Era evidente, pero tendría que pagarlo.

—No obstante, no puedes ser amigo mío y de los ilirios —prosiguió Filipo sin levantar la voz—. Tienes que elegir.

El gesto de dolor que cruzó el rostro del vencido daba a entender que, efectivamente, Lipeo estaba enamorado de la biznieta del rey Bardilis, pues era como si le hubiesen pedido sacrificar su más caro deseo.

—¿Por qué nos has atacado? —inquirió, hablando por primera vez con tono de inocencia ofendida, pese a que la pregunta era mero pretexto, una excusa para eludir lo inevitable—. Pagabais tributo a mi padre… ¿Por qué a él le temías y a mí no?

—Más te temía a ti.

Lipeo entornó levemente los ojos, como si fuera un insulto.
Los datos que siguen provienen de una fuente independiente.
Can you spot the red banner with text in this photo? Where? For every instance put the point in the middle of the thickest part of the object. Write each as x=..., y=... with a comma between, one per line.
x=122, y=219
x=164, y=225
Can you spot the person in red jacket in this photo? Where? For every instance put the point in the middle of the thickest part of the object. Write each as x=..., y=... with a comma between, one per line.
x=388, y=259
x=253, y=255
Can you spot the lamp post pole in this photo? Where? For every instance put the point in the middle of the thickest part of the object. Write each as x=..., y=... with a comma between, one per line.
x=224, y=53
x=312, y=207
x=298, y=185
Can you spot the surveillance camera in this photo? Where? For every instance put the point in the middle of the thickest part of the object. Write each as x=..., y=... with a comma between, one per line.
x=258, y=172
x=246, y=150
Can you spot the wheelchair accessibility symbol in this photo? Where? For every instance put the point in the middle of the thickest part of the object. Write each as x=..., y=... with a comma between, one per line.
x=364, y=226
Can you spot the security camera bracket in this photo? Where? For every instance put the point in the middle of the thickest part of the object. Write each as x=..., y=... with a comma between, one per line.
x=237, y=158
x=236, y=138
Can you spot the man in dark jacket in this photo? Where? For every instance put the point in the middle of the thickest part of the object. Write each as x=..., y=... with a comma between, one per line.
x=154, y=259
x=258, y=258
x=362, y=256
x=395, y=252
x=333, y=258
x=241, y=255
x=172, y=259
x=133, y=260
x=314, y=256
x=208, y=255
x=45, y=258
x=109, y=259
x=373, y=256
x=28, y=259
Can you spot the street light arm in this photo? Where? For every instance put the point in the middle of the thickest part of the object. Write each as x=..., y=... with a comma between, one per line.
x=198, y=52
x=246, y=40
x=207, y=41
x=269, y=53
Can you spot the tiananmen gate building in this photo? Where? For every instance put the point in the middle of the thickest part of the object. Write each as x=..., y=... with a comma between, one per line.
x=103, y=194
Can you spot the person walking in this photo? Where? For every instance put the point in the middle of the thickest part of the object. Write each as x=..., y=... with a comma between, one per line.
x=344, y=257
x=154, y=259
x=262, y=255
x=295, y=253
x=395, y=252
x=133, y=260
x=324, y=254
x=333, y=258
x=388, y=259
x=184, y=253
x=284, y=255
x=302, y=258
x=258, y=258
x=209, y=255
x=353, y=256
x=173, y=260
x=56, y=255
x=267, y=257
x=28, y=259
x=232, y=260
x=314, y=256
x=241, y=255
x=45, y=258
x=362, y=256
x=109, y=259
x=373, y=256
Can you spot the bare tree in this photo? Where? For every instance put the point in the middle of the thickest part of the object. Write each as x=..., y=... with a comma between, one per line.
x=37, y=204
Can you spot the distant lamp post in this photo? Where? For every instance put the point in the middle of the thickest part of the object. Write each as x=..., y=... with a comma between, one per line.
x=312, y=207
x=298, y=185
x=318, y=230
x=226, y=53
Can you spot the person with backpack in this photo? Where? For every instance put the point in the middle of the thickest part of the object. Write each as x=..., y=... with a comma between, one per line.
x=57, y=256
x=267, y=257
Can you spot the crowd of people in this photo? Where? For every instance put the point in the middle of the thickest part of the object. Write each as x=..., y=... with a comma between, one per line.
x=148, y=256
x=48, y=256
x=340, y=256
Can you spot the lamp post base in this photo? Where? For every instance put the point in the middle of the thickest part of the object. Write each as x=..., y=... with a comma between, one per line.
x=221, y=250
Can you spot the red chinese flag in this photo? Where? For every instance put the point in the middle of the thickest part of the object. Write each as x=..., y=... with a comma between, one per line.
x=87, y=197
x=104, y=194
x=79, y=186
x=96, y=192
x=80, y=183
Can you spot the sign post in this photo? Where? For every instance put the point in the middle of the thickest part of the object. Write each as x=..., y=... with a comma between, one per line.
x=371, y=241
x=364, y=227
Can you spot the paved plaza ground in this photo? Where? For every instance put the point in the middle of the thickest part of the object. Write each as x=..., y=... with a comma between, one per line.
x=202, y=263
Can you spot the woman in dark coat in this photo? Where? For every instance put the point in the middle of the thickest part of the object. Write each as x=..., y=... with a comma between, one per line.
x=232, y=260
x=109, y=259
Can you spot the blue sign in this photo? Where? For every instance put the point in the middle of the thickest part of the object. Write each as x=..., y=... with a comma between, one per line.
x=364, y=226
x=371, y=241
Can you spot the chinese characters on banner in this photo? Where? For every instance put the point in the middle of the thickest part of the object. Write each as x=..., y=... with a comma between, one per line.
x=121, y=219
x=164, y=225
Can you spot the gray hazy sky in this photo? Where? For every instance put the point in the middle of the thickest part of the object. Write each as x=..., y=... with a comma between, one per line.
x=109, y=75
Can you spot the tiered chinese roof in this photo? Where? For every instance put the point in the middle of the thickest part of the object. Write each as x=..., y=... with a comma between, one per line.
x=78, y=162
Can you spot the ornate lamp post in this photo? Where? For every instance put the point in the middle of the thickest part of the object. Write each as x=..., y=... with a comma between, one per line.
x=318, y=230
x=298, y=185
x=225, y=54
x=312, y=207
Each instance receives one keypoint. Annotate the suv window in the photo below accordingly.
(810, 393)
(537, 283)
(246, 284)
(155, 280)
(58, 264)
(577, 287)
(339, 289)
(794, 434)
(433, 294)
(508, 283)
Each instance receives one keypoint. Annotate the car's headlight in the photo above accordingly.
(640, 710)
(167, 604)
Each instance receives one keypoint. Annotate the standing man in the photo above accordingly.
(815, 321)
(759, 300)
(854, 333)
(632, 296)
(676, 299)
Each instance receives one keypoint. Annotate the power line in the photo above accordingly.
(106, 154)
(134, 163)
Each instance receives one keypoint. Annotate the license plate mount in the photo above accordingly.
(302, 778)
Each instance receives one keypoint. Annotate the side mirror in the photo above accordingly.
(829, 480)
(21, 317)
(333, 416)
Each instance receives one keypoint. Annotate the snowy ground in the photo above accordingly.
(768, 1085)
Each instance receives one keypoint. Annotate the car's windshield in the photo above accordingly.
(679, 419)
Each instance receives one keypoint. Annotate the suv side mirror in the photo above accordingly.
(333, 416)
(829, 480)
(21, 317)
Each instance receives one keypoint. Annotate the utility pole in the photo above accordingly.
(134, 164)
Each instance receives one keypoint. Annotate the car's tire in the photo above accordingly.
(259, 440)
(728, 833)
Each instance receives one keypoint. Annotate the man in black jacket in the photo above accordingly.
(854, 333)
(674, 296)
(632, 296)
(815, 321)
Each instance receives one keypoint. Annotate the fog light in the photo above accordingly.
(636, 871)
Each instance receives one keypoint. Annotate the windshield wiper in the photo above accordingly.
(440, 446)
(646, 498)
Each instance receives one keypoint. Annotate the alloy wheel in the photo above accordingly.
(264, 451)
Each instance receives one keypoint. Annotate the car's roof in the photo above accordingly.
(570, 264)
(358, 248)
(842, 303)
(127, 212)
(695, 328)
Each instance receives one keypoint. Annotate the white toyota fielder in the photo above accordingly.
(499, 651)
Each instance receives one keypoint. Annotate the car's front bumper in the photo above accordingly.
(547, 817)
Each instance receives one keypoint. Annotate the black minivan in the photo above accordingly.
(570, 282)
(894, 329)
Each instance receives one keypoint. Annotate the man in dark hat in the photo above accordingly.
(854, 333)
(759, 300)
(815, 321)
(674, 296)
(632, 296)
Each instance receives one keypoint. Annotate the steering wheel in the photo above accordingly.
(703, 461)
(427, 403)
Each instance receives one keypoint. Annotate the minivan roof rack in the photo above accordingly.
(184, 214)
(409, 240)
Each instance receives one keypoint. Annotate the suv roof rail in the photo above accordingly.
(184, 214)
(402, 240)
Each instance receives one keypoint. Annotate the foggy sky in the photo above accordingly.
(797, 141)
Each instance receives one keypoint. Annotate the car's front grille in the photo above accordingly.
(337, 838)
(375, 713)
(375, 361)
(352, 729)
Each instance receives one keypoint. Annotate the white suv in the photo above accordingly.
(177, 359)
Sujeto a una tremenda tensión, su reacción era imprevisible.

—Tu padre era ya muy viejo y estaba muy débil para emprender la guerra —prosiguió Filipo, como si no lo hubiese advertido—, pero yo sabía que me atacarías en cuanto ascendieras al trono.

—¿Cómo estabas tan seguro?

—Porque es lo que yo habría hecho.

La respuesta hizo ceder la tensión entre ambos y Lipeo alzó finalmente la vista.

—Yo estaba ya concentrando mis tropas cuando llegó noticia de que habías cruzado la frontera —dijo en tono casi de fanfarronada, y quizás fuese cierto.

—Lo sé. Si no, no habrías podido poner en pie de guerra tantos hombres.

—De poco me han servido.

—La guerra ha cambiado —replicó Filipo, a guisa de comentario, con un cortés encogimiento de hombros—. El número cuenta menos… Lo aprendí cuando era rehén en Tebas.

Por un instante, los dos reyes se miraron en silencio, y, de pronto, Filipo se sintió viejo y cansado. Tenía veintitrés años, Lipeo tendría, si acaso, dos años menos que él, pero la diferencia entre ambos era infranqueable. No era la edad lo que les distanciaba, ni la experiencia; pero Lipeo parecía un niño aureolado de inocencia. No pensaba Filipo que él hubiese sido joven de aquel modo.

Pero el instante se esfumó y Lipeo tiró de las riendas del caballo de modo que el animal retrocedió medio paso.

—Acepto tus condiciones —dijo—, pues no me queda otro remedio. Un enviado con plenos poderes irá mañana a tu campamento para ultimar los detalles.

Filipo le vio alejarse y, de pronto, sintió como envidia por el rey de Peonia. «Has recibido un golpe, pero mañana seguirás vivo y, al cabo de un año, apenas lo recordarás. A mí, una derrota así me habría hundido», pensó.